Identifying Significant Control in Your UK Company Owned by an Overseas Entity

Is your business controlled or owned by a foreign legal entity, such as a company outside the UK or any other legal entity?

This article explains how to identify the People with Significant Control (PSC) of your business if it is under the control or ownership of a foreign legal entity. A lot of foreign legal entities may not qualify as PSCs and should not be included in the PSC register unless they fulfill the conditions of being both relevant and registrable.

How to Check PSC Eligibility

To verify if your business meets the criteria of being relevant and registrable, refer to our article on UK businesses owned by a UK legal entity. If the legal entity doesn’t fulfill the necessary conditions, the business must examine the ownership and control of the foreign legal entity to identify any individuals or Relevant Legal Entity (RLE) that holds a majority stake in the legal entity.

Defining Majority stake

A Majority stake is held if the person;

  • Holds a majority of the legal entity’s voting rights (more than 50%).
  • Is a member of the legal entity and has the right to appoint or dismiss the majority of its board of directors.
  • Is a member of the legal entity and controls the majority of voting rights via agreement with other shareholders or members.
  • Has the right to exercise, or actually exercises significant influence or control over the legal entity.

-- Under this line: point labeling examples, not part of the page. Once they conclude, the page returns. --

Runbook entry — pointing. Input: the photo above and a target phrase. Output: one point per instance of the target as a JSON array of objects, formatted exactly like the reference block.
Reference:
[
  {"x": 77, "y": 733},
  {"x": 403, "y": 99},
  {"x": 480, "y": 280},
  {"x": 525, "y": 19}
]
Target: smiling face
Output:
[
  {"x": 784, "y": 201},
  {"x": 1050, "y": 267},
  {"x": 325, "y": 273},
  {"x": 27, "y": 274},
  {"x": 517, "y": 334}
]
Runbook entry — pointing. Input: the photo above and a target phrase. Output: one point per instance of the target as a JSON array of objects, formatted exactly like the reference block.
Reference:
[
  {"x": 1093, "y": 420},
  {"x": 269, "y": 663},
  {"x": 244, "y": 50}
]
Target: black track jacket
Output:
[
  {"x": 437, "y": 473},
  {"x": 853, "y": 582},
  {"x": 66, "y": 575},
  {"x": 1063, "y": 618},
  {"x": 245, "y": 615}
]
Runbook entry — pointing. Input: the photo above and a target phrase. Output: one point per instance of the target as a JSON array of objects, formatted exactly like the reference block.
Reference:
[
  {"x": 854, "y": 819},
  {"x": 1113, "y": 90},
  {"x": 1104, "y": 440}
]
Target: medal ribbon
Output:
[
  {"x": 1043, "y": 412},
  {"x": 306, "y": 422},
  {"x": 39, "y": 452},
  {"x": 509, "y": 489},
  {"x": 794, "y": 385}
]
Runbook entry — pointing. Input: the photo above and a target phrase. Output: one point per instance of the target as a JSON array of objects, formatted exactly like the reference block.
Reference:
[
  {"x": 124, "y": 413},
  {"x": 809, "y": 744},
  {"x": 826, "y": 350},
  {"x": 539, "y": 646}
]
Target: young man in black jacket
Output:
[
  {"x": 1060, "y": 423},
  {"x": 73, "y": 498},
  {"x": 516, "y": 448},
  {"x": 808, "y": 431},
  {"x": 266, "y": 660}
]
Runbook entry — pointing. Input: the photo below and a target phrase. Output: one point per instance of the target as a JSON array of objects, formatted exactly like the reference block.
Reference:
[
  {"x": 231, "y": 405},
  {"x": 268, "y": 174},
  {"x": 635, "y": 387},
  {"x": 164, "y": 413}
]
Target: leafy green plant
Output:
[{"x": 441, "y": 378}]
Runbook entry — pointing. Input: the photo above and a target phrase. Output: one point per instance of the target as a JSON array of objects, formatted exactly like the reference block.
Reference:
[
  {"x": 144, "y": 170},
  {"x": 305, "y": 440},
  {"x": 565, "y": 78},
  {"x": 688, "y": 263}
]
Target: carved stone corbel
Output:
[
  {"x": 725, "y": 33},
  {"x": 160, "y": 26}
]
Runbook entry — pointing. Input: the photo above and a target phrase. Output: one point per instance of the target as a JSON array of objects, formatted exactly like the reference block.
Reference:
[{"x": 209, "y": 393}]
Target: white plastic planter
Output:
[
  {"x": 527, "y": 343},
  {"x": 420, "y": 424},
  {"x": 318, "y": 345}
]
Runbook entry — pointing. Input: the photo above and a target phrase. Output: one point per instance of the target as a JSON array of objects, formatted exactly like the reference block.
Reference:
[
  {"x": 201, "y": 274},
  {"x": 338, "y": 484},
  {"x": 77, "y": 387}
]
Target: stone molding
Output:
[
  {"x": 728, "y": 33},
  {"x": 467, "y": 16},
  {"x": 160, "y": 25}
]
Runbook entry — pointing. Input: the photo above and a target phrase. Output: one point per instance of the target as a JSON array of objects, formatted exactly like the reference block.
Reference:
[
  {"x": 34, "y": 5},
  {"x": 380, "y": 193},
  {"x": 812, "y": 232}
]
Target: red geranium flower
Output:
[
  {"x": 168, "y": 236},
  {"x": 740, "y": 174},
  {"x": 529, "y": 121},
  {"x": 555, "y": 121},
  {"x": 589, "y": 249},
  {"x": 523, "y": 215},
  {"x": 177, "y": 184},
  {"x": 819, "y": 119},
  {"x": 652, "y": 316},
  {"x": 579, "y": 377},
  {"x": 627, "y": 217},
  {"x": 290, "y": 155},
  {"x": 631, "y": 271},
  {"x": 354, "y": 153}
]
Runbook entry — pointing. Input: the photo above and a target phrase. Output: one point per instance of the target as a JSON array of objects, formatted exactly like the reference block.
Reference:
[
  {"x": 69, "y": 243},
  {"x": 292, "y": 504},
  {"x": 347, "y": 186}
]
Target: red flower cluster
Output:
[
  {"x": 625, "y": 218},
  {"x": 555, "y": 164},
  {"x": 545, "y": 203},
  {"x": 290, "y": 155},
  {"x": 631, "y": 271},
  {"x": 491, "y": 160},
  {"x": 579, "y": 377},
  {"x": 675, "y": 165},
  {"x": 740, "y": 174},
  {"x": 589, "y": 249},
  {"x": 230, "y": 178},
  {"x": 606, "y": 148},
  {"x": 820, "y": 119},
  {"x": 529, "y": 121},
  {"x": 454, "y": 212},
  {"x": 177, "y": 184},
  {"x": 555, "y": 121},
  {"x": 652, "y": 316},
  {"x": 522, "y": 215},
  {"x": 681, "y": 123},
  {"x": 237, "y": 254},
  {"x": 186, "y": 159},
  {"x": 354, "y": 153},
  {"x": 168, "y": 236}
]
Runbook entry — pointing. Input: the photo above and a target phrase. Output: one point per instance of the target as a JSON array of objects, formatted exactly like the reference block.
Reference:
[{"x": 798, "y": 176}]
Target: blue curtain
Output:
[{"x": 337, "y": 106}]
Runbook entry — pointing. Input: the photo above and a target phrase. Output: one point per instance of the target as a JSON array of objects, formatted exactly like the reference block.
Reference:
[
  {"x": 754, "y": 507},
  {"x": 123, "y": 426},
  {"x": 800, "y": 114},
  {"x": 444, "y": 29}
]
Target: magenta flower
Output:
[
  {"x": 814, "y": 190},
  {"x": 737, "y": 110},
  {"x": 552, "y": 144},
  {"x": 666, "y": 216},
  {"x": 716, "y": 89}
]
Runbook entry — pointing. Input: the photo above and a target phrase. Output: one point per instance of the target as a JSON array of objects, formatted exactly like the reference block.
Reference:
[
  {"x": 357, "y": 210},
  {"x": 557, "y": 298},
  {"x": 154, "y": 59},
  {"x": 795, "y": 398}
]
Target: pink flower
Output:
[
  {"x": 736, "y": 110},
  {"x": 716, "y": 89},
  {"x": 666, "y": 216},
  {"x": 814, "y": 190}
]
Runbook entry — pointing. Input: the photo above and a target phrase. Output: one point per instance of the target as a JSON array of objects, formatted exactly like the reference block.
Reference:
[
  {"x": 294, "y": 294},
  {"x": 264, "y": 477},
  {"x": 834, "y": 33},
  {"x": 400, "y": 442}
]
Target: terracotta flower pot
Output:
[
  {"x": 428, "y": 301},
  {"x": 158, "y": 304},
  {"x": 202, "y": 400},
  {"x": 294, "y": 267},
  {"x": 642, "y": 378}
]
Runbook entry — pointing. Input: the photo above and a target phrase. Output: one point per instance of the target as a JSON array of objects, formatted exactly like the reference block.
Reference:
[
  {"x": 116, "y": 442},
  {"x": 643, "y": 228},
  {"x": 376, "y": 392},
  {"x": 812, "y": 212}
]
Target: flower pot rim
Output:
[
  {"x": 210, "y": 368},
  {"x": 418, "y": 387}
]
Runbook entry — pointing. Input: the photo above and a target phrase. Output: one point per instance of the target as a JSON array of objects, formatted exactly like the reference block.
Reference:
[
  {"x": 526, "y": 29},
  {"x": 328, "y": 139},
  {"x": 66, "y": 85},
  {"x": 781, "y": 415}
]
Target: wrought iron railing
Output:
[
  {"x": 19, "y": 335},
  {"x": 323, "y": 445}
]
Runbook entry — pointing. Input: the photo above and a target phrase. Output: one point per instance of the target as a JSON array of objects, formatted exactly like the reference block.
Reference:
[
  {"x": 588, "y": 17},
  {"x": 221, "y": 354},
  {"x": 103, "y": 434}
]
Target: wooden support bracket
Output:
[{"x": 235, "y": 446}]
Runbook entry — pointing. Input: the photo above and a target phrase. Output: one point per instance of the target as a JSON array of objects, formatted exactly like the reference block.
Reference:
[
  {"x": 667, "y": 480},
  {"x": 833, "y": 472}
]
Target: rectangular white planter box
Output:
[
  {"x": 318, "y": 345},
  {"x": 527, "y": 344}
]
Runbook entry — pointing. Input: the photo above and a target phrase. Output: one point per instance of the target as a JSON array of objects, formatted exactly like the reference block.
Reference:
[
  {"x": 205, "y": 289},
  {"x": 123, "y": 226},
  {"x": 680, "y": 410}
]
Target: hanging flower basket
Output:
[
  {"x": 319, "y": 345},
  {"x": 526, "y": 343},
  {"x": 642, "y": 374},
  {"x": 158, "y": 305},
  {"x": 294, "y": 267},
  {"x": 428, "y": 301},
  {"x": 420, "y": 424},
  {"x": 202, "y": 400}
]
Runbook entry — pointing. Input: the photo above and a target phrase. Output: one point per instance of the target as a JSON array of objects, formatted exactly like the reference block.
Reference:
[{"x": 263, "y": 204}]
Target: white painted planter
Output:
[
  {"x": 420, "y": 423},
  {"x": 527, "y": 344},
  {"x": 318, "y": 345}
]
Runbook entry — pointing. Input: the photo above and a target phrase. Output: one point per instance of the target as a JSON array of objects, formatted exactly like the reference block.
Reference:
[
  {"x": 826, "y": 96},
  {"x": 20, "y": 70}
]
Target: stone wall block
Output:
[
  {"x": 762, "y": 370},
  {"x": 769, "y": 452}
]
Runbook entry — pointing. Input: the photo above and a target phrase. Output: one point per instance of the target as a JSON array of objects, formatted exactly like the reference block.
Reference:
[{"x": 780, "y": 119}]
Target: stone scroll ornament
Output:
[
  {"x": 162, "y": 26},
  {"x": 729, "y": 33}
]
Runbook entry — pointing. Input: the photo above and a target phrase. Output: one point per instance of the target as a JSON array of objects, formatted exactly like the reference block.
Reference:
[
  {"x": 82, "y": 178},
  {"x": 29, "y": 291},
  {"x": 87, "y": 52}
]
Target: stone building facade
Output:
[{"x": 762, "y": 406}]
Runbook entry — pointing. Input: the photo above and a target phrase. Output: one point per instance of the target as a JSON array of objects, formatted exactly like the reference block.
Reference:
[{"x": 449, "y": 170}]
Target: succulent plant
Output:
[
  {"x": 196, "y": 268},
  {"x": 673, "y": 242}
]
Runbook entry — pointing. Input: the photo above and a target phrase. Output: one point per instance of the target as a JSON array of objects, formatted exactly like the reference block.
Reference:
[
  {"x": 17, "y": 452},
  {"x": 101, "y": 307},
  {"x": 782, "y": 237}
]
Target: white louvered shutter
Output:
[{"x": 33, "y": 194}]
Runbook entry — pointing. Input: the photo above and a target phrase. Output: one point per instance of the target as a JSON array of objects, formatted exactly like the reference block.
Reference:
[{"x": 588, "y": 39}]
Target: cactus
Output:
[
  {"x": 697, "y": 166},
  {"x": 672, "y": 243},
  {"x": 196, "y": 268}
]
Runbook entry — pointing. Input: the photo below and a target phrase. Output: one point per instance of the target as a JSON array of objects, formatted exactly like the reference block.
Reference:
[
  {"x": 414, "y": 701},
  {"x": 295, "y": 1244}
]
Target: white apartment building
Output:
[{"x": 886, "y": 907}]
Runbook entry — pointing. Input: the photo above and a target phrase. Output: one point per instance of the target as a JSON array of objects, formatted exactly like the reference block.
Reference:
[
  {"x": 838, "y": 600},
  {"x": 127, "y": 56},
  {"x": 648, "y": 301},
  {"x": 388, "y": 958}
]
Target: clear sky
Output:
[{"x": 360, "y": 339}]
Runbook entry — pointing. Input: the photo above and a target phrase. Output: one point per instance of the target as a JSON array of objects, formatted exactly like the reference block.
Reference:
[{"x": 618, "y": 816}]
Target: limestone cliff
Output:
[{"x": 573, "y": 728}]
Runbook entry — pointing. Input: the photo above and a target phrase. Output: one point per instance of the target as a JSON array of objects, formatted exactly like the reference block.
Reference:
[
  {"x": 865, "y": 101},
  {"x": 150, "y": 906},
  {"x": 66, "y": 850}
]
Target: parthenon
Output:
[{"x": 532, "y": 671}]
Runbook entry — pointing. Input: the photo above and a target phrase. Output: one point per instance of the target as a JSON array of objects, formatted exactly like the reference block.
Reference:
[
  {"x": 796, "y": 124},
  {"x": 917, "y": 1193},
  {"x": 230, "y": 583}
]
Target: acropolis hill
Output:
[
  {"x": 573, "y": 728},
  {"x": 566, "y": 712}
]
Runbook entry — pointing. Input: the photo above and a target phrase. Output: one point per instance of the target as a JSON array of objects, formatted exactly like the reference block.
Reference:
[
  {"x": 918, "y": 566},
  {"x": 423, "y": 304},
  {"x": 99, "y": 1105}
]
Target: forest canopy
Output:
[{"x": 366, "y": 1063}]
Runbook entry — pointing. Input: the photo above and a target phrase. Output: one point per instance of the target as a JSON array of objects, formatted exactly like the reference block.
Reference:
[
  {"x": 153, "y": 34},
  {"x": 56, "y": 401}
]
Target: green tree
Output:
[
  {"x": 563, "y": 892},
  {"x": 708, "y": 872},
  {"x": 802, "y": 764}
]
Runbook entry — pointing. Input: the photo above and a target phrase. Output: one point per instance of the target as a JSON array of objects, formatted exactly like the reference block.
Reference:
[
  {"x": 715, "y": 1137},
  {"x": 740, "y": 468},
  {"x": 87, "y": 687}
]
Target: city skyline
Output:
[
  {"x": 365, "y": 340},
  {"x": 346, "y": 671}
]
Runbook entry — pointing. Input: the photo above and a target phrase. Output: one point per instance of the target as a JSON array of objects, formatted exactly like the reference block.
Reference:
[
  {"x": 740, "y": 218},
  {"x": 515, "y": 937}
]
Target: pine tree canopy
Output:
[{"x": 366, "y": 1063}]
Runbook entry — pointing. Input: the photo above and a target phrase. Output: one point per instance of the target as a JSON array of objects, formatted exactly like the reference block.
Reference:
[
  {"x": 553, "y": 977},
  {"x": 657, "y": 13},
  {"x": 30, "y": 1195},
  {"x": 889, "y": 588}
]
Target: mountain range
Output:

If there is an individual or RLE with a majority stake in the foreign legal entity, their details must be entered into the PSC register. Their control should mirror the indirect control they have over the foreign legal entity’s shares and voting rights in the company.

Example Scenario

To illustrate, consider Company B Limited, a foreign legal entity. It owns 100% of the shares and voting rights in a UK company, Company A Limited. However, Company B Limited isn’t listed on any regulated market and doesn’t meet the registrable and relevant conditions. Hence, it must not be entered in the PSC register. Company A investigates its ownership chain and discovers that Harry holds 60% of shares and voting rights in Company B Limited. Harry meets the criteria of a PSC with a majority stake in Company B Limited, hence his details must be entered in the PSC register of Company A Limited. Furthermore, his level of control should reflect his indirect authority over 100% of the shares and voting rights in Company A Limited.

Further Investigation

The company must continue to scrutinize its ownership chain until they find an individual or RLE with a majority stake. If no person has a majority stake, the business must declare on the PSC register that it has no PSCs. If your business has a more complex ownership structure, kindly refer to our guideline on our site or seek legal advice.

How to send PSC information

The most efficient way to submit your PSC data is to file it online. It’s quick, free, and you only need to register an account.

Navigating the intricacies of identifying significant control within a UK company owned by an overseas entity demands a meticulous approach to compliance and transparency. This comprehensive guide offers a strategic roadmap for discerning individuals with substantial influence over the company’s operations and decision-making processes, despite the complexities of international ownership structures.

By adhering to the guidelines outlined in this guide, UK companies can effectively navigate the regulatory landscape, ensuring full compliance with legal obligations while fostering trust among stakeholders. Embracing transparency and accountability not only strengthens corporate governance practices but also positions the company for sustainable growth and success in an increasingly interconnected global economy.